The Design and Implementation of a Log-Structured File System
Mendel Rosenblum and . Ousterhout
Electrical Engineering and Computer Sciences, Computer Science Division University of California
Berkeley, CA 94720
Copyright By PowCoder代写 加微信 powcoder
This paper presents a new technique for disk storage management called a log-structured file system. A log- structured file system writes all modifications to disk sequentially in a log-like structure, thereby speeding up both file writing and crash recovery. The log is the only structure on disk; it contains indexing information so that files can be read back from the log efficiently. In order to maintain large free areas on disk for fast writing, we divide the log into segments and use a segment cleaner to compress the live information from heavily fragmented segments. We present a series of simulations that demon- strate the efficiency of a simple cleaning policy based on cost and benefit. We have implemented a prototype log- structured file system called Sprite LFS; it outperforms current Unix file systems by an order of magnitude for small-file writes while matching or exceeding Unix perfor- mance for reads and large writes. Even when the overhead for cleaning is included, Sprite LFS can use 70% of the disk bandwidth for writing, whereas Unix file systems typi- cally can use only 5-10%.
1. Introduction
Over the last decade CPU speeds have increased dramatically while disk access times have only improved slowly. This trend is likely to continue in the future and it will cause more and more applications to become disk- bound.
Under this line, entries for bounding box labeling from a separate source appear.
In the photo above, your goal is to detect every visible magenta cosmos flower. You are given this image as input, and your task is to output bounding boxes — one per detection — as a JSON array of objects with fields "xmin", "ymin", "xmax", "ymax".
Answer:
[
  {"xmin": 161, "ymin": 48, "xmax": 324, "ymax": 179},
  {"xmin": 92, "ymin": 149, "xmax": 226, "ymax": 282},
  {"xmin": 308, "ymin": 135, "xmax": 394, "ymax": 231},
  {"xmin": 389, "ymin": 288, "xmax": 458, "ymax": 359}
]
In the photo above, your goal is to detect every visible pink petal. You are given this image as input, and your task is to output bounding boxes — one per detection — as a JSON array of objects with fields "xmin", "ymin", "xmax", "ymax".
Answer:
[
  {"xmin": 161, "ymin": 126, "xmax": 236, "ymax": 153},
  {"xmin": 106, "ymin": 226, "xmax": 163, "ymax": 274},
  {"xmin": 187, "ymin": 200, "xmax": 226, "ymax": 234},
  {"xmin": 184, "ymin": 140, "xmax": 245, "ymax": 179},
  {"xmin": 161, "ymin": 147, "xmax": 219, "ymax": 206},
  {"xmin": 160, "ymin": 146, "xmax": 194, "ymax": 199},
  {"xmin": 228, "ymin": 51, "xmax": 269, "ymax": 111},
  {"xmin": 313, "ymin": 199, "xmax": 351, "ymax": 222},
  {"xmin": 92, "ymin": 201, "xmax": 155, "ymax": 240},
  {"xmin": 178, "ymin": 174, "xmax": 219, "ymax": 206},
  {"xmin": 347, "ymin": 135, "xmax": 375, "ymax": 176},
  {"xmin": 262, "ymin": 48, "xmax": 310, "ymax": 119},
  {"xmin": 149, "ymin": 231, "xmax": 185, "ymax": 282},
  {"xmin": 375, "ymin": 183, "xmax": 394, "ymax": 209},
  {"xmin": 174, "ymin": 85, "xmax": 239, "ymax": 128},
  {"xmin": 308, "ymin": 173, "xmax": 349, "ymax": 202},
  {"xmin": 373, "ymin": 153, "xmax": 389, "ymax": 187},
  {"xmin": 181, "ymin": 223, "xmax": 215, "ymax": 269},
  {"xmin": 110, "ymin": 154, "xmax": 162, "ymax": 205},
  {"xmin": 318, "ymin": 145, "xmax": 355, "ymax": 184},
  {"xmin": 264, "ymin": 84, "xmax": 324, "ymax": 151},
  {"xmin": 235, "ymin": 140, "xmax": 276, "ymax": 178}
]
To lessen the impact of this problem, we have dev- ised a new disk storage management technique called a log-structured file system, which uses disks an order of
The work described here was supported in part by the Na- tional Science Foundation under grant CCR-8900029, and in part by the National Aeronautics and Space Administration and the Defense Advanced Research Projects Agency under contract NAG2-591.
This paper will appear in the Proceedings of the 13th ACM Sym- posium on Operating Systems Principles and the February 1992 ACM Transactions on Computer Systems.
magnitude more efficiently than current file systems.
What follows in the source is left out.